Housing

Housing Double-Dip With Worse To Come

Home prices reached a double dip according to Case-Shiller. “Data through March 2011, released today by Standard & Poor’s for its S&P/Case-Shiller1 Home Price Indices, the leading measure of U.S. home prices, show that the U.S.National Home Price Index declined by 4.2% in the first quarter of 2011, after having fallen 3.6% in the fourth quarter of 2010. The National Index hit a new recession low with the first quarter’s data and posted an annual decline of 5.1% versus the first quarter of 2010. Nationally, home prices are back to their mid-2002 levels,” the firm reported.

The markets hardest hit was Minneapolis, which was down 10% year-over-year in March. Prices were down 7.6% in Chicago, and Portland. Home prices fell 8.4% in Houston and 7.5% in Seattle, according to the Case-Shiller Composite of the 20 largest cities in the US.

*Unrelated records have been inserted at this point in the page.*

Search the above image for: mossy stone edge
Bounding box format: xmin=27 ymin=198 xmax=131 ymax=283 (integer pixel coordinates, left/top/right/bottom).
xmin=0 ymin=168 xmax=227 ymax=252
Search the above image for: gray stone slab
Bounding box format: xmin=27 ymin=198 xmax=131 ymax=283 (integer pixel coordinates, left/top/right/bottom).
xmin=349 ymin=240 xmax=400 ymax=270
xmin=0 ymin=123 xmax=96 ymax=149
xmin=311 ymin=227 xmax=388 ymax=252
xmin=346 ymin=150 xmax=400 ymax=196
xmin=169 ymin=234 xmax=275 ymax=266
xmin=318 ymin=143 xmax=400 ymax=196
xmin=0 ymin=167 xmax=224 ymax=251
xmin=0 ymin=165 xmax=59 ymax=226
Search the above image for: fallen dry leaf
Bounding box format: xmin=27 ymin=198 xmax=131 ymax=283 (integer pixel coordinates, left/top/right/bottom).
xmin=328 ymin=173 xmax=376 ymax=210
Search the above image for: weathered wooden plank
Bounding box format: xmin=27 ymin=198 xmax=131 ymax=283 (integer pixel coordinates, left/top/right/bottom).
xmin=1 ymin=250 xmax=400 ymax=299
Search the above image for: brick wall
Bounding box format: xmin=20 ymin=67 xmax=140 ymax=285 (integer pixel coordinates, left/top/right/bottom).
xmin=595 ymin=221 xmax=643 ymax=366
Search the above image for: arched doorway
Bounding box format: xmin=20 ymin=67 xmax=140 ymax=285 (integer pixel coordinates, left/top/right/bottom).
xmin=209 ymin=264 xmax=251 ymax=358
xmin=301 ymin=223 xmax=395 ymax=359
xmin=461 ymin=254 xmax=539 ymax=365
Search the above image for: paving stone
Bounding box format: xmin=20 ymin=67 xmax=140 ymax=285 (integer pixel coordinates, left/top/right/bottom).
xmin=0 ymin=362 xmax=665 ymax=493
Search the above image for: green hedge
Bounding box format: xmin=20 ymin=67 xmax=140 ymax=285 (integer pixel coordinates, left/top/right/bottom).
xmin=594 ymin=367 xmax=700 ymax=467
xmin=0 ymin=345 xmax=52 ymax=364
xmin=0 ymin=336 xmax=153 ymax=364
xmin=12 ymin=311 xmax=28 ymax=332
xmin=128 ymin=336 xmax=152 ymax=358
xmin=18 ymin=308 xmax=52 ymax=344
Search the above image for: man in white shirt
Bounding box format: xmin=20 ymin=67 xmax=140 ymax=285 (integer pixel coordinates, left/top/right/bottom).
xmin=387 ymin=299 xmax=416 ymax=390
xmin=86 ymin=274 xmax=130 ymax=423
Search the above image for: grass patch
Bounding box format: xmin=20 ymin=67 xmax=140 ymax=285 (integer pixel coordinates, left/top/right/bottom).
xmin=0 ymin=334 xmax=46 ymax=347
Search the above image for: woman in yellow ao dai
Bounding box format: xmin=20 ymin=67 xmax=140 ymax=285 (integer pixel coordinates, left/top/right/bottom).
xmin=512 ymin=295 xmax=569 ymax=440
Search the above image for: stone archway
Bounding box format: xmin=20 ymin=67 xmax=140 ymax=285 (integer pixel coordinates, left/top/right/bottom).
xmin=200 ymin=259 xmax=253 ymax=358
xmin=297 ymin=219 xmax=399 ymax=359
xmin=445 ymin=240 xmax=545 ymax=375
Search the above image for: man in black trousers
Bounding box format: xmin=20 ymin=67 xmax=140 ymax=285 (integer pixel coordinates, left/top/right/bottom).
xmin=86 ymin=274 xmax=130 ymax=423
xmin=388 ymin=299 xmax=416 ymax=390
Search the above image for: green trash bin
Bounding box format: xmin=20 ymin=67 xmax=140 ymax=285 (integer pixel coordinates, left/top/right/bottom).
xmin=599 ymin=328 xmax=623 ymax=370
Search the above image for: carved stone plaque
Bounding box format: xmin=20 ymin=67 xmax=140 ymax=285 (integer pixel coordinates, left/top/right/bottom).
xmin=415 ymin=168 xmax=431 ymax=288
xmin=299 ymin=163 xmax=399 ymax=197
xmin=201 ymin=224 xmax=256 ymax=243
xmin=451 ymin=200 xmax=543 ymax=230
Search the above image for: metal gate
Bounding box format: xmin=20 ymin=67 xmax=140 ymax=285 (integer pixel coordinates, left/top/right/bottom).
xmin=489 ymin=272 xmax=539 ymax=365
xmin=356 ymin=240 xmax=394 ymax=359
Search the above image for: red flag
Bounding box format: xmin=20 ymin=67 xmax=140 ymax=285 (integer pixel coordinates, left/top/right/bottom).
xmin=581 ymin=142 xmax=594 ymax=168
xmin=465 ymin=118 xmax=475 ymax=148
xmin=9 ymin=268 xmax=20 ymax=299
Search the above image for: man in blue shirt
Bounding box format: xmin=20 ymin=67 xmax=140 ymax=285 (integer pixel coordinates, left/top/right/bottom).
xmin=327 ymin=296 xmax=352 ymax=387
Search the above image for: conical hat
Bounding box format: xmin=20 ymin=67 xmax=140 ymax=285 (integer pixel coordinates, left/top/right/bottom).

The drop is almost certainly not over. The number of mortgages which are underwater is now about 20% of US home loans. These houses cannot be sold without their owners paying their banks at closing. Foreclosed homes sold by banks are nearly a quarter of the inventory in most months. These homes sell for a large discount to non-foreclosed properties.

Foreclosures have dropped a small amount in the last quarter, but this is primarily due to backlogs at financial firms caught in the robo-signing scandal. It is expected that there will be a surge of foreclosures once this issue is resolved. Experts estimate that the shadow inventory held by banks–foreclosed homes which have not come onto the market yet–at between 2 million and 3 million.

Finally, there is the issue of a slowing economy. Goldman Sachs has cut its forecast for US GDP growth twice in the last month. Weekly jobless claims filings have been above 400,000 for over a month, an indication that unemployment improvement has stalled.